Bases: LLMKobayashi24OpenAISent

LLM-E with OpenAI models.

class Config(model: str = 'gpt-4o-mini-2024-07-18', cache: str = None, seed: int = 777, verbose: bool = False, criteria: str = None, instruction_template: str = 'The goal of this task is to rank the presented targets based on the quality of the sentences.\nAfter reading the source sentence and target sentences, please assign a score from a minimum of 1 point to a maximum of 5 points to each target based on the quality of the sentence (note that you can assign the same score multiple times).\nFor targets without any edits, if the sentence is correct, they will be awarded 5 points; if there is an error, they will receive 1 point.\nThe edits in each target are indicated as follows:\nInsert "the": [→the]\nDelete "the": [the→]\nReplace "the" with "a": [the→a]\n\n# context\n[SOURCE]\n\n# targets\n[CORRECTION]\n\n# output format\nThe output should be a markdown code snippet formatted in the\nfollowing schema, including the leading and trailing "```json" and "```":\n```json\n{\n"target1_score": int // assigned score for target 1\n...\n"targetN_score": int // assigned score for target N\n}\n```\n', organization: str = None, api_key: str = None, base_url: str = None)[source]

Bases: Config

instruction_template: str = 'The goal of this task is to rank the presented targets based on the quality of the sentences.\nAfter reading the source sentence and target sentences, please assign a score from a minimum of 1 point to a maximum of 5 points to each target based on the quality of the sentence (note that you can assign the same score multiple times).\nFor targets without any edits, if the sentence is correct, they will be awarded 5 points; if there is an error, they will receive 1 point.\nThe edits in each target are indicated as follows:\nInsert "the": [→the]\nDelete "the": [the→]\nReplace "the" with "a": [the→a]\n\n# context\n[SOURCE]\n\n# targets\n[CORRECTION]\n\n# output format\nThe output should be a markdown code snippet formatted in the\nfollowing schema, including the leading and trailing "```json" and "```":\n```json\n{\n"target1_score": int // assigned score for target 1\n...\n"targetN_score": int // assigned score for target N\n}\n```\n'

hyp_form(src: str, hyp: str) → str[source]

This is used for chaning format of the hypothsis, e.g., edit representation. :param src: Source sentence. :type src: str :param hyp: Hypothesis sentence. :type hyp: str

Return: str: Another representation of the hypothesis.
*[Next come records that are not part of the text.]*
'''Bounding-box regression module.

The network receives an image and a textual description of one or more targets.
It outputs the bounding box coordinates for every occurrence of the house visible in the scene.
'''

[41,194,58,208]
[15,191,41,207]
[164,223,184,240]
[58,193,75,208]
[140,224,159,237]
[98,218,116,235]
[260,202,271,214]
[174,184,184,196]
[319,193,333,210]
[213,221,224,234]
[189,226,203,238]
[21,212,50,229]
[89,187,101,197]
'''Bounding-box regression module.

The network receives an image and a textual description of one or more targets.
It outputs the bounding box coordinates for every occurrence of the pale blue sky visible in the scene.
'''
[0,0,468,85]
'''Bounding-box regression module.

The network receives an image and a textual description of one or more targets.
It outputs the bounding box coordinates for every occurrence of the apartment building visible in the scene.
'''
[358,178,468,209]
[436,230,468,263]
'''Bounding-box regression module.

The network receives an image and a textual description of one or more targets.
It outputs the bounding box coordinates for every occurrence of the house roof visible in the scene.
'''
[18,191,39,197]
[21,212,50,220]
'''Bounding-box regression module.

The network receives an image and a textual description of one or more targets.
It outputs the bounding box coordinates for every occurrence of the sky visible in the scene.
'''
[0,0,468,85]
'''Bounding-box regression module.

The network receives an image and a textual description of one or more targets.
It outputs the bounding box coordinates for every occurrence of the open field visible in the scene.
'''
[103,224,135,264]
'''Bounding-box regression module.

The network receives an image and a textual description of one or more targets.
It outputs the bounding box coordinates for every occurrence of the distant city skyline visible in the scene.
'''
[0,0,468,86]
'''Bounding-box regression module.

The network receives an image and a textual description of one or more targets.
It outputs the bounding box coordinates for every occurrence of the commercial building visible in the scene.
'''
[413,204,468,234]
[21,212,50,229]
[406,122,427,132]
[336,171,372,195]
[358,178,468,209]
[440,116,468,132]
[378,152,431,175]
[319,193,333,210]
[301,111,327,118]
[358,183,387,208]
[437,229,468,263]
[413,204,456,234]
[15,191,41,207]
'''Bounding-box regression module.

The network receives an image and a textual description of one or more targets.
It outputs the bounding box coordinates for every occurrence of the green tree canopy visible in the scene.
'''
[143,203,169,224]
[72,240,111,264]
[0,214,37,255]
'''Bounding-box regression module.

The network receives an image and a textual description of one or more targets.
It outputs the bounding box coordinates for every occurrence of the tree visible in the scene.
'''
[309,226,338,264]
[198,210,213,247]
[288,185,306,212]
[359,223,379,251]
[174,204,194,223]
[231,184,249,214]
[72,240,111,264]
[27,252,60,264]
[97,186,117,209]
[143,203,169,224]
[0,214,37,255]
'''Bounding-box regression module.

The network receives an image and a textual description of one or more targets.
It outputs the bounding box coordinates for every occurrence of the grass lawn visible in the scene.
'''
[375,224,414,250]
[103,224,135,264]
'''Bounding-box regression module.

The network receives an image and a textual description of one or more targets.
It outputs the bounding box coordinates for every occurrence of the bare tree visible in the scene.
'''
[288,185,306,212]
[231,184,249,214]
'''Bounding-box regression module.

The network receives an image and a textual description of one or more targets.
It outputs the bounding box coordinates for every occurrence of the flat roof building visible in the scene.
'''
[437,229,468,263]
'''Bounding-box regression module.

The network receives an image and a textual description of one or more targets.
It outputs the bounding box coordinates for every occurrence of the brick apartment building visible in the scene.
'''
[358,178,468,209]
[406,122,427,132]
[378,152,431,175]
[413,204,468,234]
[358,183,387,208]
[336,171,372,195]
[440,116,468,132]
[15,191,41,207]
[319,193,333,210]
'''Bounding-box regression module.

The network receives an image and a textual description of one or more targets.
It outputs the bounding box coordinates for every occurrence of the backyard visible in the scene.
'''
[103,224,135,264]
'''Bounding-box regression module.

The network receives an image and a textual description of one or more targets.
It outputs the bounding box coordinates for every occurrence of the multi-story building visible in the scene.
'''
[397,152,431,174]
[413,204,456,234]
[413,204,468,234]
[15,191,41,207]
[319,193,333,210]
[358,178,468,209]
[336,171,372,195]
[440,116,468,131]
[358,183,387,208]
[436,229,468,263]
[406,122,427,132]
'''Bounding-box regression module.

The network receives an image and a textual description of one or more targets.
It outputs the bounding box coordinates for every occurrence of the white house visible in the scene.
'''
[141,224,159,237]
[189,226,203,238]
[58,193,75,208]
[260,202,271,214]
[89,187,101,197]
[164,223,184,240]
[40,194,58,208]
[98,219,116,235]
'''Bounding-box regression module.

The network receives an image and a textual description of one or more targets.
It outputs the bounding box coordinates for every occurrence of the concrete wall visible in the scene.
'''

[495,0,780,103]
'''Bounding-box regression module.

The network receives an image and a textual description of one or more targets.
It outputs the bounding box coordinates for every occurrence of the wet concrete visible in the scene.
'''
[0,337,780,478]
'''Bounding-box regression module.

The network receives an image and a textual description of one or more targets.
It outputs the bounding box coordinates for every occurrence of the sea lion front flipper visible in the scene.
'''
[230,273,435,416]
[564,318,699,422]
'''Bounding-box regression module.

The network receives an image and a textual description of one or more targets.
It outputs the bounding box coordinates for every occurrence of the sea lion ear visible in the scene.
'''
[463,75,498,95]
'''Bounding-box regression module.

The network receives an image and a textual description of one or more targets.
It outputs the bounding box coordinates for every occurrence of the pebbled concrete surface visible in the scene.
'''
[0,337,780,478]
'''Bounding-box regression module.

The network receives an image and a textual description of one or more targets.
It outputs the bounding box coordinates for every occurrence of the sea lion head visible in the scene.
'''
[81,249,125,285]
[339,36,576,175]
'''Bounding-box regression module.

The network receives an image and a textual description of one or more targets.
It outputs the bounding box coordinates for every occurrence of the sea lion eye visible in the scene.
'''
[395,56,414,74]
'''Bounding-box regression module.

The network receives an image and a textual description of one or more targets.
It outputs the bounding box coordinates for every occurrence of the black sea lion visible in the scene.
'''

class gec_metrics.metrics.llm_kobayashi24.LLMKobayashi24OpenAISent(config: Config = None)[source]

Bases: LLMKobayashi24

LLM-S with OpenAI models.

class Config(model: str = 'gpt-4o-mini-2024-07-18', cache: str = None, seed: int = 777, verbose: bool = False, criteria: str = None, instruction_template: str = 'The goal of this task is to rank the presented targets based on the quality of the sentences.\nAfter reading the source sentence and target sentences, please assign a score from a minimum of 1 point to a maximum of 5 points to each target based on the quality of the sentence (note that you can assign the same score multiple times).\n\n# source\n[SOURCE]\n\n# targets\n[CORRECTION]\n\n# output format\nThe output should be a markdown code snippet formatted in the following schema, including the leading and trailing "```json" and "```":\n```json\n{\n"target1_score": int // assigned score for target 1\n...\n"targetN_score": int // assigned score for target N\n}\n```\n', organization: str = None, api_key: str = None, base_url: str = None)[source]

Bases: Config

OpenAI configuration.

Parameters:

model (str) – Model name.
organization (str) – Your organization key.
api_key (str) – Your api key.
base_url (str) – When using Gemini models, specify an appropriate url.

api_key: str = None

base_url: str = None

model: str = 'gpt-4o-mini-2024-07-18'

organization: str = None

call_client(instruction, response_format)[source]: Write forward scripts given instruction. You can refer output format.

load_client()[source]: This function loads LLM client, e.g. OpenAI() or .from_pretrained() forHuggingface model.